Mary Shelley «Frankenstein» pdf indir seçeneği ile bu unutulmaz hikayeyi dilediğiniz yerde okuyabilir, Victor Frankenstein’ın dramatik hikayesini online olarak keşfedebilirsiniz. «Frankenstein» kitabını ücretsiz oku ve bilim ile insan doğası arasındaki zorlu çatışmayı derinlemesine inceleyin. Gotik edebiyatın bu başyapıtı, sadece korku değil, aynı zamanda insanlığın en temel sorularına dair düşündürücü bir yolculuk sunar.
O kitap video yorumu
O Alıntılar
- “Ah, yıldızlar ve bulutlar ve rüzgârlar, hepiniz benimle alay ediyorsunuz! Eğer gerçekten bana acıyorsanız duygularımı ve belleğimi ezip geçin, yok olayım; fakat eğer bunlar olmayacaksa gidin, gidin ve beni karanlıklarda yalnız bırakın.”
- “Bir katilin yazgısıyla, ücretini alacak cellattan başka kim ilgilenebilirdi ki?”
- “Gittikçe yaklaşan maceramın beklentisine ilişkin hissettiklerimi tanımlamakta zorlanıyorum. Yola çıkmaya hazırlandığım o titrek, o yarı hoş yarı korkutucu duygunun nasıl bir şey olduğunu sana aktarabilmem olanaksız. Keşfedilmemiş yerlere, ‘sislerin ve karların diyarı’na gidiyorum ama albatrosları katletmeyeceğim; bu yüzden esenliğim adına ya da sana ‘Yaşlı Gemici’ gibi yıpranmış ve acıklı halde geri dönebileceğim düşüncesiyle endişeye düşme.”

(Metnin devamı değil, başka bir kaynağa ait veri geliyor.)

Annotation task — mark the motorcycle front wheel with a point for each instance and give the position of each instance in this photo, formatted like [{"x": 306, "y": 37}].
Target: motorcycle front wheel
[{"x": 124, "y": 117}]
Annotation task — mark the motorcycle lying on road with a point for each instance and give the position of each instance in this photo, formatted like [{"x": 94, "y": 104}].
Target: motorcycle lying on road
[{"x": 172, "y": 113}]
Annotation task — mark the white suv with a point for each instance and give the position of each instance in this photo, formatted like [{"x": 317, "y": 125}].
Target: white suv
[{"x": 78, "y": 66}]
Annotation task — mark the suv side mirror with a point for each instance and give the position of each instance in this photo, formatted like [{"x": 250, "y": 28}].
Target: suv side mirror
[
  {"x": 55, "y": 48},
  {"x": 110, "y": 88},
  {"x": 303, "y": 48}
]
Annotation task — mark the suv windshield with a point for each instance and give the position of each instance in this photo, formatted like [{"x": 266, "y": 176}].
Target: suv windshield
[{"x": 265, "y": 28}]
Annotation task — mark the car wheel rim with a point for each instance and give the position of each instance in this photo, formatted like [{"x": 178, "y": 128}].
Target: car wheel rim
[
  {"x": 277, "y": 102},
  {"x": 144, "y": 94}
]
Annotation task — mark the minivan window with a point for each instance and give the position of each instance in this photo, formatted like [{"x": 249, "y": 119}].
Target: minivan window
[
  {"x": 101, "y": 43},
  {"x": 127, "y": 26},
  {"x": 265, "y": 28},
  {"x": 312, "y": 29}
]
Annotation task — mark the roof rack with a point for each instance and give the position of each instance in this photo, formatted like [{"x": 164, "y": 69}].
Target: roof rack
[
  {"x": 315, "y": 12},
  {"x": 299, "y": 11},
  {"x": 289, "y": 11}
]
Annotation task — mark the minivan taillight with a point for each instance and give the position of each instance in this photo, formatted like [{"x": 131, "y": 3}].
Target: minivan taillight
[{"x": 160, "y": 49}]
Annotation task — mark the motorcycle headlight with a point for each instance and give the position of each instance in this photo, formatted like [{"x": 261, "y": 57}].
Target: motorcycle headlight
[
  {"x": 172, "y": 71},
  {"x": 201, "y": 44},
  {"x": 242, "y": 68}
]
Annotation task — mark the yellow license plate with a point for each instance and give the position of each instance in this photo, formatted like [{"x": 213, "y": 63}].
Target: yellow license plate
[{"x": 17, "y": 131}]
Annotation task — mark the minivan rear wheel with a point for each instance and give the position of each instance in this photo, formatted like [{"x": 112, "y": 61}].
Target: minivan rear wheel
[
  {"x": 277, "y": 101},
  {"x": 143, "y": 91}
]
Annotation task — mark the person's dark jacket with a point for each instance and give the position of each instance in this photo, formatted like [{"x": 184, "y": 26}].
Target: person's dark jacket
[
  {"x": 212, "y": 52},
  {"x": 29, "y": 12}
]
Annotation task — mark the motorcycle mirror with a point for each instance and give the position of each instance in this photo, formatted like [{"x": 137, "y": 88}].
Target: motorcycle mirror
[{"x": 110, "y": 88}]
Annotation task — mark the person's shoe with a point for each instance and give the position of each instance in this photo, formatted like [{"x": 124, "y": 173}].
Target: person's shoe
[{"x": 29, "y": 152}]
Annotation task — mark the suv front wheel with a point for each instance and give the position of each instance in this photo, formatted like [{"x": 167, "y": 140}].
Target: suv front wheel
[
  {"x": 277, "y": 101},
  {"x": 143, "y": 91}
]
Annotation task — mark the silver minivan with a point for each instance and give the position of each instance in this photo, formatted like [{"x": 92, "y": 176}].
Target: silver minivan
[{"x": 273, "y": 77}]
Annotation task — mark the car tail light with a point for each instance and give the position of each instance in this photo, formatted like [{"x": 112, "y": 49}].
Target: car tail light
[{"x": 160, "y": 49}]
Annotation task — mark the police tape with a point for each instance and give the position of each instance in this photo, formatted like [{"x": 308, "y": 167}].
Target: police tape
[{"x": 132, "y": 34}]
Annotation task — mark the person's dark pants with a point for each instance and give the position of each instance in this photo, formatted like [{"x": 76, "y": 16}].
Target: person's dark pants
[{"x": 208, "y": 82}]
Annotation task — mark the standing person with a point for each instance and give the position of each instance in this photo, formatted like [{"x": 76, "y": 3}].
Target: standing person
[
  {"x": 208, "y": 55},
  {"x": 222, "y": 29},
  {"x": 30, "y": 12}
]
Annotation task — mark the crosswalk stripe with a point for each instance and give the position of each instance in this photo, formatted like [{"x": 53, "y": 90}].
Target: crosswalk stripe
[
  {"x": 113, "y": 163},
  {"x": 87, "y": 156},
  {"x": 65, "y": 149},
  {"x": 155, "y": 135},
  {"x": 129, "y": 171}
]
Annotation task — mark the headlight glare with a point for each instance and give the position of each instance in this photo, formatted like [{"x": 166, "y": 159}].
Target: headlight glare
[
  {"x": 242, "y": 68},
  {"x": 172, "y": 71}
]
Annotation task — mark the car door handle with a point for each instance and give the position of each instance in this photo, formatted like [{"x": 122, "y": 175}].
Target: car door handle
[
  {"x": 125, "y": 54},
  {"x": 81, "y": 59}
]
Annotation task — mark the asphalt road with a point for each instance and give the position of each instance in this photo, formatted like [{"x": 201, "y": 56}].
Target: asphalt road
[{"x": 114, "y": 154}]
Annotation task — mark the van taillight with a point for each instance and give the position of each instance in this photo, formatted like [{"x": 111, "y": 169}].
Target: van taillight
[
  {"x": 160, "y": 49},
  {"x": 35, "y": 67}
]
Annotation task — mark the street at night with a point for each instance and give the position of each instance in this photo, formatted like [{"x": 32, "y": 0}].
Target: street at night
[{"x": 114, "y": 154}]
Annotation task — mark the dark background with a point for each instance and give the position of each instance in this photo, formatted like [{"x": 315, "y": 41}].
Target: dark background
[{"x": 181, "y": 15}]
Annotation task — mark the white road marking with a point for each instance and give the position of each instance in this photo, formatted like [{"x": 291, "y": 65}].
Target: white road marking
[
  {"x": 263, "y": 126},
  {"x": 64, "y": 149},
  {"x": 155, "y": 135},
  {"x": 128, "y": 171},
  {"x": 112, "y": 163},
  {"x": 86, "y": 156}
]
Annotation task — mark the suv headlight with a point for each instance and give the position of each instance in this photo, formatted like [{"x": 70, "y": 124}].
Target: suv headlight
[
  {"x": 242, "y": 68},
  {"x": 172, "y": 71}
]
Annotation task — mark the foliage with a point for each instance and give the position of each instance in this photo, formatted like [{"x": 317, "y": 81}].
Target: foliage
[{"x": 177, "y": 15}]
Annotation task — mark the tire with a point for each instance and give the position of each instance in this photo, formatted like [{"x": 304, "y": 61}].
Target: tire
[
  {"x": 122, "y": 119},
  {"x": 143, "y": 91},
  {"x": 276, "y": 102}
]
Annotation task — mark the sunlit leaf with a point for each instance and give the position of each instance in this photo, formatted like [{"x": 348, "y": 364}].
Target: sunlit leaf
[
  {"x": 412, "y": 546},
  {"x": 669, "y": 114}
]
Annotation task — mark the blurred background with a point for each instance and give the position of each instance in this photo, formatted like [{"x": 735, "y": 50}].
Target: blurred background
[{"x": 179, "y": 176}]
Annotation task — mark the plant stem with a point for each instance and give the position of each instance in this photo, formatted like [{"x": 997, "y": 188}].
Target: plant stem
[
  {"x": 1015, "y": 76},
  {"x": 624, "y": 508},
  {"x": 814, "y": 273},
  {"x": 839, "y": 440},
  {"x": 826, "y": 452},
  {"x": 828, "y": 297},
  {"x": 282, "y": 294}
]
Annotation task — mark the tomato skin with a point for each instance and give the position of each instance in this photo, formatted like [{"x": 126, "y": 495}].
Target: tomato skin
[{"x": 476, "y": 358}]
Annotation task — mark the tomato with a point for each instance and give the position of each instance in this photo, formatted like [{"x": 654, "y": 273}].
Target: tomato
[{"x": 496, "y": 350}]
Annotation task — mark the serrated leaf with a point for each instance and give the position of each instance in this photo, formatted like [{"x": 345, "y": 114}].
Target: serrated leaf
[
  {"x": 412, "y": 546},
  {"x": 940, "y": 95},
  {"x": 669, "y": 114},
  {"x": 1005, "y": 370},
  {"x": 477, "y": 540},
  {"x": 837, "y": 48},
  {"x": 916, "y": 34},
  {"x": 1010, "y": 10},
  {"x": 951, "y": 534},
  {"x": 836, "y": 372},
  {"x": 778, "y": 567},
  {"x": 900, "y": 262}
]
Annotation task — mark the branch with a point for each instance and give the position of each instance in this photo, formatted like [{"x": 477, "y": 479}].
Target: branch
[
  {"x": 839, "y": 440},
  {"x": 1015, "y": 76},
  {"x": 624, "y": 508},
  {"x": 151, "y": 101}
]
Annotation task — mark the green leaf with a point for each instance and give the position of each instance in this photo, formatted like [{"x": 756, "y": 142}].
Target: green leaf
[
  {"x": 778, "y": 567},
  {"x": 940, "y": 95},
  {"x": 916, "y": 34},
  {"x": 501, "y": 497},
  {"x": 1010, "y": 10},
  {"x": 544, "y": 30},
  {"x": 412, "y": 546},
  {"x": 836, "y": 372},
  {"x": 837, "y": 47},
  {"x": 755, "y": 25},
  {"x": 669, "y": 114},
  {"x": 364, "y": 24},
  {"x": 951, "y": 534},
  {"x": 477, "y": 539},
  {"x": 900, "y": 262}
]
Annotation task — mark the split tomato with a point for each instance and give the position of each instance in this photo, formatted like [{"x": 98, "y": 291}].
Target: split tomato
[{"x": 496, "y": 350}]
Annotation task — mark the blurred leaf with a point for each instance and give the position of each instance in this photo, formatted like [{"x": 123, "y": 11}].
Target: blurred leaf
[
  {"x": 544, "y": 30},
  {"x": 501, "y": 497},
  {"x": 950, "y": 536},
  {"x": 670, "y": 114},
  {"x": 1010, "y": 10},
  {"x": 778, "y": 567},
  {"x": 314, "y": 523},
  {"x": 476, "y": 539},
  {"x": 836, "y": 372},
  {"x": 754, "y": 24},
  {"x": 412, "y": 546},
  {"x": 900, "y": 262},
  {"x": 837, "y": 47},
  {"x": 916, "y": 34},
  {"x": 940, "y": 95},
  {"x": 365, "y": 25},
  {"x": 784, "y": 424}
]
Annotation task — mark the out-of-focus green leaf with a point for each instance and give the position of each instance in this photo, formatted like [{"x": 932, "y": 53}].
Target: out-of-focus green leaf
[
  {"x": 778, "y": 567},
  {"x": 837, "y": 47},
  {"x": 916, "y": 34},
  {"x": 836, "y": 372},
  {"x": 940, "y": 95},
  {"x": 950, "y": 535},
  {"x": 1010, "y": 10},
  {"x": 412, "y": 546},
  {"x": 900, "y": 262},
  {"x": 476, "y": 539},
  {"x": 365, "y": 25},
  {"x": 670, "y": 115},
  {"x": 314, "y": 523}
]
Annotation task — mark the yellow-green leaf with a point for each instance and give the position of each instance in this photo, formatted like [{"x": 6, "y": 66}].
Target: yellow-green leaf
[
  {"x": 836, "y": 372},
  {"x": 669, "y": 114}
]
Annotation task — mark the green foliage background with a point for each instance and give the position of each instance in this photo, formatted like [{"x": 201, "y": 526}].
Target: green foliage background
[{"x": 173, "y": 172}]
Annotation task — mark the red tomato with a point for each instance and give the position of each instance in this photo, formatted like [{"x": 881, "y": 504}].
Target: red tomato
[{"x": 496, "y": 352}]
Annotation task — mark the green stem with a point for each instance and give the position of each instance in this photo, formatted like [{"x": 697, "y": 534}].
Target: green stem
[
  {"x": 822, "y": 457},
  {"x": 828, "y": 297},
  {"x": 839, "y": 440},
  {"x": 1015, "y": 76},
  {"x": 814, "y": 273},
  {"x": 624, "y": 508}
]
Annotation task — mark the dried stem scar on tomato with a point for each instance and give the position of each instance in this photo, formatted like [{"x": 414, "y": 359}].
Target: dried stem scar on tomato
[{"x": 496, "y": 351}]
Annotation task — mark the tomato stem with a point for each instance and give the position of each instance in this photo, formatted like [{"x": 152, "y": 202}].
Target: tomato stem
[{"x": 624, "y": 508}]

- “Lanet olası, lanet olası yaratıcı! Niçin yaşıyordum? Niçin öylesine düşüncesizce verdiğin varlık kıvılcımını o anda söndüremedim?”
- “Gezinen ruhlar, eğer gerçekten dolaşıyorsanız ve dar geçitlerinizde dinlenmiyorsanız, bana bu küçük mutluluğu tanıyın ya da beni bir yoldaşınız olarak alıp bu yaşamın mutluluklarından uzağa götürün.”
- “Niçin ölmemiştim? Benden başka hiçbir insanın olmadığı kadar mutsuzdum, niçin unutuşa ve uykuya gömülmemiştim? Ölüm, üzerlerine titreyen ana babaların tek ümitleri olan serpilmiş çocuklarını alıp götürür; kaç tane gelin ve genç sevgili en sağlıklı ve en umutları ânın ertesi günü solucanlara yem olmuş ve mezarda çürümeye bırakılmıştır! Ne gibi maddelerden yaratılmıştım ki, tekerleğin dönüşü gibi yinelenip duran sonsuz işkencelerin şoklarına direnebilmiştim.”